Salaries for permanent jobs increased at the slowest pace in more than three years, while temporary and contract workers’ pay rose at the slowest rate since February.

The drop in permanent hiring has also been noticed by HR recruiters. Clare Thornton, partner at HR specialist Frazer Jones, said: "During July, we saw some slowdown in permanent appointments because of organisations having been cautious in May and June, awaiting the outcome of the Brexit vote. However, despite uncertainty on the practical outcomes for business post referendum, the market has rebounded strongly in July and we are confident that August and September figures for new appointments will look very different.

"We also have the seasonal impact of the summer, which makes it is very hard to know the true impact of Brexit. To date, however, a large number of our clients are operating 'business as usual' and haven't altered their plans for recruitment in the second half of the year.
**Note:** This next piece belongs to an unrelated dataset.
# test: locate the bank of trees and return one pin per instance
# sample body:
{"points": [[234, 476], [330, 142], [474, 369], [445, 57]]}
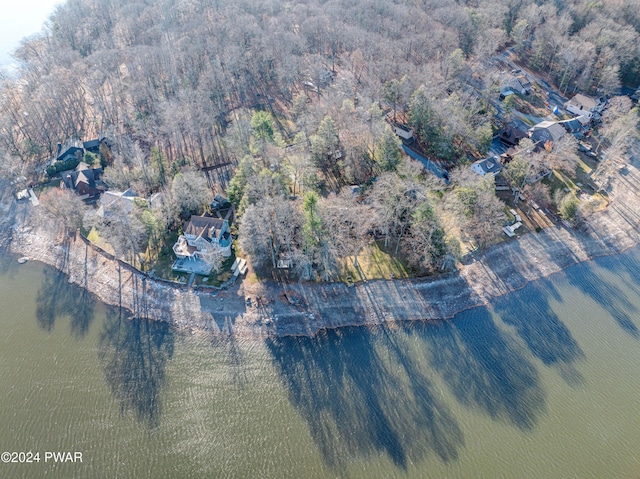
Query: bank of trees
{"points": [[290, 100]]}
We would describe the outlook of many of our clients as cautious but positive."

Green said it was important not to jump to conclusions: "The truth is, we don't know what long-term [effects] the referendum result will have on UK jobs; with the political situation becoming more stable and the Bank of England making sensible decisions, we may well see confidence return to the jobs market more quickly than anticipated."

Totaljobs also released its Employment Index today, revealing that 44 per cent of UK businesses believe Brexit won't affect the number of people they hire. The number of jobs posted on the the recruiter's website rose by 4 per cent from May to June, it said. But 48 per cent of jobseekers are more concerned about finding a job now than before the EU referendum.